Investigators found 13 firearms connected to shooter, Celinez Nunez of the Bureau of Alcohol, Tobacco, Firearms and Explosives said.

Five pistols and one rifle were found at the college, where the shooter died Thursday after a gunbattle with police, Nunez told reporters.

Police searched his apartment and found two pistols, four rifles and a shotgun, she said.

All the guns were legally obtained by the shooter or family members over the last three years through a federally licensed firearms dealer, she said. A flak jacket was found next to a rifle at the school with five magazines of ammunition, Nunez said, and additional ammunition was found at the residence.

Authorities are not providing a motive for America’s latest mass killing, which left nine people wounded. The gunman went to the college in rural south Oregon heavily armed and wearing body armor, authorities said.

Two of the people killed were members of the local EMS and fire department “family,” Douglas County Fire District No. 2 Chief Greg Marlar said.

Sen. Jeff Merkley said one of his cousins was killed at the school. “This is a small town and everyone is affected,” he said.

Stacy Boylan, the father of Anastasia Boylan, who was wounded, said she told him the gunman singled out Christians.

She said the gunman entered her classroom firing, told the professor teaching the class, “I’ve been waiting to do this for years,” and shot him point blank, Stacy Boylan said.

While reloading his handgun, the man ordered the students to stand up and asked whether they were Christians, Boylan told her family.

“And they would stand up, and he said, ‘Good, because you’re a Christian, you’re going to see God in just about one second,’ ” Stacy Boylan told CNN, relaying his daughter’s account. “And then he shot and killed them.”

Anastasia Boylan, 18, was hit in the back by a bullet that traveled down her spine. While she lay bleeding on the floor, the gunman called out to her, “Hey you, blond woman,” her mother said. She played dead – and survived.

Another intriguing element in the investigation: The shooter is reported to have delivered “a box” to someone during the shooting.

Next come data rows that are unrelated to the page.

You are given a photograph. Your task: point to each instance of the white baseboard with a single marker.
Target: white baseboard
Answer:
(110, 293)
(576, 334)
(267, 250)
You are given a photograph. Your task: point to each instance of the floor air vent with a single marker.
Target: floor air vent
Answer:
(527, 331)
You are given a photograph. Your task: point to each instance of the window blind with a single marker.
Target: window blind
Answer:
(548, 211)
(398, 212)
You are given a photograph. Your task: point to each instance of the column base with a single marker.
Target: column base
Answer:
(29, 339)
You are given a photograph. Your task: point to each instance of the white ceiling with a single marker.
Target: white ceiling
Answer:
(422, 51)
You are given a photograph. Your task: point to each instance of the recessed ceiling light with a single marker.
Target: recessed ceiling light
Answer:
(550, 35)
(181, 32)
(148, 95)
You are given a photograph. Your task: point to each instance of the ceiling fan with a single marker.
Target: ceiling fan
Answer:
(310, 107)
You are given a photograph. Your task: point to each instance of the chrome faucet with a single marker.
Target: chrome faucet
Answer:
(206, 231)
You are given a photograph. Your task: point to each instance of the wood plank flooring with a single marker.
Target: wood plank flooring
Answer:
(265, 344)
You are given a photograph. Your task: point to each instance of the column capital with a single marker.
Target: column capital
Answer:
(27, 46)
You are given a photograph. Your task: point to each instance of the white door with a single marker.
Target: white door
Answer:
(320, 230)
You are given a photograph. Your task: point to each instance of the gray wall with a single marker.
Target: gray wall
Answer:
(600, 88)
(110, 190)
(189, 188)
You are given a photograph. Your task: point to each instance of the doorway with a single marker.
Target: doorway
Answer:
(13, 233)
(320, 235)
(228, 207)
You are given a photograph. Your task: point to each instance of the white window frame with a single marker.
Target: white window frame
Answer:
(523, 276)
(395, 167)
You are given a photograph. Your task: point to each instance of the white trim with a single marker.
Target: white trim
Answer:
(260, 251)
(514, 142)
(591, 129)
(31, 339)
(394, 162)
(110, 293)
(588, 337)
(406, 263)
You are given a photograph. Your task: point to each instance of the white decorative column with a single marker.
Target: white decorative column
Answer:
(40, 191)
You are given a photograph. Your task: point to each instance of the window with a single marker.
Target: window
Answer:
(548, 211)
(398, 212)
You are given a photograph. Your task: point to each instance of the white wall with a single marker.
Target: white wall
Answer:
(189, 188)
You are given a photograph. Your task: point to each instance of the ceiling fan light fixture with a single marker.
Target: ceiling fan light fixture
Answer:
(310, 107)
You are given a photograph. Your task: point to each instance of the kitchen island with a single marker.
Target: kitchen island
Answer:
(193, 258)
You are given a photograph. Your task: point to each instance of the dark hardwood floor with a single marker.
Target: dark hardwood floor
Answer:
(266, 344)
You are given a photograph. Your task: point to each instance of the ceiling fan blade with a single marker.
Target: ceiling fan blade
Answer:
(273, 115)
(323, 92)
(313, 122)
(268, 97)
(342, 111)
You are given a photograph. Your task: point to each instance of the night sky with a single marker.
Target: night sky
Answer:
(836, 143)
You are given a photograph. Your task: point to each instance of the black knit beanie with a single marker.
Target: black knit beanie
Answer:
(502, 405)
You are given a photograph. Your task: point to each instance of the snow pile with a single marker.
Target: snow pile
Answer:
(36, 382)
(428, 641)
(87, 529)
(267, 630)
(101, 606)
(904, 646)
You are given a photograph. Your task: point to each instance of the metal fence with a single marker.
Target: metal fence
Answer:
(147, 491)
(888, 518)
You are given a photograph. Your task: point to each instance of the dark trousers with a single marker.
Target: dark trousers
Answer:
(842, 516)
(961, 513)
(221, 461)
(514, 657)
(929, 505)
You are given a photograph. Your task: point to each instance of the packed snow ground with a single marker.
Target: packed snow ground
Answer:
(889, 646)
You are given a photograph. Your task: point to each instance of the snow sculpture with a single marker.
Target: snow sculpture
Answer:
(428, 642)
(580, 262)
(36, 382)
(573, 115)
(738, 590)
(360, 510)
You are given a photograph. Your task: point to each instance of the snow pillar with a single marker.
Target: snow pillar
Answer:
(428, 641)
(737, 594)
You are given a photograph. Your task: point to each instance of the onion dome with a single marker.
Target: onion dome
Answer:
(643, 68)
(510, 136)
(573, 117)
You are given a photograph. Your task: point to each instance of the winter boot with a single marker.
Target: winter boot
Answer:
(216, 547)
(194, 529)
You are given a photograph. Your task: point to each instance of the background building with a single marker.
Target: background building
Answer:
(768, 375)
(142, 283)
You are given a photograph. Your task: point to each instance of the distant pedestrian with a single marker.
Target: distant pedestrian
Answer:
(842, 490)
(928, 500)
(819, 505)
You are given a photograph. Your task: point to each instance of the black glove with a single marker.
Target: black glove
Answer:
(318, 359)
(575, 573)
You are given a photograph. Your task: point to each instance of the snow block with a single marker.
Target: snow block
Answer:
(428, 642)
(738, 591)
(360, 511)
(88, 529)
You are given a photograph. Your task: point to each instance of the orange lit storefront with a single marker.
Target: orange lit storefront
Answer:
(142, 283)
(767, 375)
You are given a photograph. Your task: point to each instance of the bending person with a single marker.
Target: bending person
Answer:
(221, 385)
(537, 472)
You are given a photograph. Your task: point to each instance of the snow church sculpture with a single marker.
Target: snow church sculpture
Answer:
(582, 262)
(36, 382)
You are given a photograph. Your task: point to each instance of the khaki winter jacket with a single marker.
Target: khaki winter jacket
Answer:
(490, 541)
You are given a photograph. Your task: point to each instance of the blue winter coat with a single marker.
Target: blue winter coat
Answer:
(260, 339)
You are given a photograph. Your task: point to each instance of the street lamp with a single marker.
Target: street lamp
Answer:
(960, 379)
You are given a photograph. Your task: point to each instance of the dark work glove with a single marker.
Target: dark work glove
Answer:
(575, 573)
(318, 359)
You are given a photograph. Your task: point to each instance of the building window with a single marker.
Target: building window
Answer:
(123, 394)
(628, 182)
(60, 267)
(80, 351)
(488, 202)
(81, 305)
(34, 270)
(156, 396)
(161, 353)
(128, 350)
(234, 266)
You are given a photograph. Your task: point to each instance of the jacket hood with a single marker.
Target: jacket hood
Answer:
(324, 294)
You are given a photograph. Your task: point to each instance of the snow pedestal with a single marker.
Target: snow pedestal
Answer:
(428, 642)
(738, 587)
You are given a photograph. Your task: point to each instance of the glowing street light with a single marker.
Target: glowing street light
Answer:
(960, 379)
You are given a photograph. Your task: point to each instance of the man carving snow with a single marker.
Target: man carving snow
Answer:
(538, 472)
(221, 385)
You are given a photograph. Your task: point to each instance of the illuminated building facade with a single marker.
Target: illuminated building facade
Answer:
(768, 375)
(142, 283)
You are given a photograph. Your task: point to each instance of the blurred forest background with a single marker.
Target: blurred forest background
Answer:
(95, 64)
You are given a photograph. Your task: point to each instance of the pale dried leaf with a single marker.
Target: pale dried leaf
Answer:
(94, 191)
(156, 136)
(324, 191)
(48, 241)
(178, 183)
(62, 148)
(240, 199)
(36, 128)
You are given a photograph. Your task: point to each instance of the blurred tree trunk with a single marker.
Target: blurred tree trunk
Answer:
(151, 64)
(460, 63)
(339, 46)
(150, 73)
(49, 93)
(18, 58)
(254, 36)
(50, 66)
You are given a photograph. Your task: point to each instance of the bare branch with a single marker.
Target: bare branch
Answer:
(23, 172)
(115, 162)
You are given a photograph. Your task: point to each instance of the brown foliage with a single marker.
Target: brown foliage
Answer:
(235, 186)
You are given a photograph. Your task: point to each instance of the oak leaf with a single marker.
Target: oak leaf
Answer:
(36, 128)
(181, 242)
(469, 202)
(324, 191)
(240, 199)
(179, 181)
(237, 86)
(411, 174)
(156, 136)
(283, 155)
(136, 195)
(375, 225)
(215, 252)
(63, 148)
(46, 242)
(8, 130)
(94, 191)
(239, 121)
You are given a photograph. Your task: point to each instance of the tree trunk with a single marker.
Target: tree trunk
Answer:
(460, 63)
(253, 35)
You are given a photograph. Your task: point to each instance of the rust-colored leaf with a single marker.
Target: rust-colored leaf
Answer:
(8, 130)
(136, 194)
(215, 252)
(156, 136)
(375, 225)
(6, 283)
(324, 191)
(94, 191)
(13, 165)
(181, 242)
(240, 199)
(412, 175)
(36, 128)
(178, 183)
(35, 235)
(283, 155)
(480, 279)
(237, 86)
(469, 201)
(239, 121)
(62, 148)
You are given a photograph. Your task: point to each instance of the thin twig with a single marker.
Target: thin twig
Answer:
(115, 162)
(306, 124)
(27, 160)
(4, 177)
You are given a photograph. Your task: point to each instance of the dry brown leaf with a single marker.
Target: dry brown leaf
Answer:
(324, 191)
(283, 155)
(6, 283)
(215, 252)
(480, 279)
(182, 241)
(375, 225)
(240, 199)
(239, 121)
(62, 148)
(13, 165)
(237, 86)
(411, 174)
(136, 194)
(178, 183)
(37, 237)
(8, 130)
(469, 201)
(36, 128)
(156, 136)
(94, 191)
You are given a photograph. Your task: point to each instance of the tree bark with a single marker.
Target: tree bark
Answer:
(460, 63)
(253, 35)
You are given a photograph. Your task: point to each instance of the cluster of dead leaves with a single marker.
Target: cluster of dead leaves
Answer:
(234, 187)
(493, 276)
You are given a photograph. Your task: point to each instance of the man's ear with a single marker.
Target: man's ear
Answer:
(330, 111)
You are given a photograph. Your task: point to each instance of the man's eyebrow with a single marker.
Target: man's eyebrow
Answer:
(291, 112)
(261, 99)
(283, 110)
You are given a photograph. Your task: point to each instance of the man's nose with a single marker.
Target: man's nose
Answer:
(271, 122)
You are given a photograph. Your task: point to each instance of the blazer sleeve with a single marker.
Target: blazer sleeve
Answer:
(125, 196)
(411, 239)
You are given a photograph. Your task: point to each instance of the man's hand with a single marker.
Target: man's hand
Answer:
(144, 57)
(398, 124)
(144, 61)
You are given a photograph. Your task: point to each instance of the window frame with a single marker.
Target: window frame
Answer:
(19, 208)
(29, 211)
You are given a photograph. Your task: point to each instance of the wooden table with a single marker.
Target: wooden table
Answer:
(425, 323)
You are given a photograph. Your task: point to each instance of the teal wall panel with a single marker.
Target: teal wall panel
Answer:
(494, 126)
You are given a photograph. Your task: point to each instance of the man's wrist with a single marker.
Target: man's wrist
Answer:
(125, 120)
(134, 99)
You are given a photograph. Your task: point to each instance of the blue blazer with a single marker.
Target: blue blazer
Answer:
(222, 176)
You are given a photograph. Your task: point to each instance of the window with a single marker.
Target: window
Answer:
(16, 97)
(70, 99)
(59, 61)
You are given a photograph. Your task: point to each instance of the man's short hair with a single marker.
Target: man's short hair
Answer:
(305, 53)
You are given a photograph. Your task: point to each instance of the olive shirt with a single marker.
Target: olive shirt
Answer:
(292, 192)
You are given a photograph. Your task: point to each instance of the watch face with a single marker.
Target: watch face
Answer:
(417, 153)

Stacy Boylan said his daughter told him the man “gave somebody a box, somebody who lived, and said, ‘You gotta deliver this.’ Somebody has a box. I don’t know what that’s about.”

Law enforcement officials familiar with the investigation told CNN that the gunman handed his writings to a survivor, telling that person to give it to police, but the sources could not confirm the writings were inside the box.

Investigators said the writing portrayed the shooter as a student of past mass shootings. The gunman identified with the perpetrators of those rampages, the sources said, including Elliot Rodger, who killed six people in Santa Barbara, California, in 2014. The Oregon shooter expressed frustration that other mass killers did not take on police and vowed he would kill police along with others, law enforcement officials said.

30-year-old man shot seven times trying to save others at college

The gunman

Speaking on CNN’s “New Day,” Sheriff Hanlin said he had not heard anything about the gunman asking victims about their religion.

Hanlin reiterated that he will not officially speak the name of gunman.

“I don’t want to glorify the shooter, I don’t want to glorify his name, I don’t want to glorify his cause,” Hanlin said.

Oregon sheriff who ‘will never’ say shooter’s name is no fan of gun control

The motive

“He was a little odd, like sensitive to things,” said Rebecca Miles, who took a theater class with Harper-Mercer.

Investigators talked to the gunman’s family and neighbors to try to piece together the puzzle.

“Obviously it’s been a devastating day,” Harper-Mercer’s father, Ian, told reporters outside his house in Tarzana, California. “Devastating for me and my family.”

The shooter served in the Army from 2008 from November 5 to December 11 at Fort Jackson, South Carolina, but was “discharged for failing to meet the minimum administrative standards,” the Pentagon said in a news release. A military official said Harper-Mercer never made it out of basic training.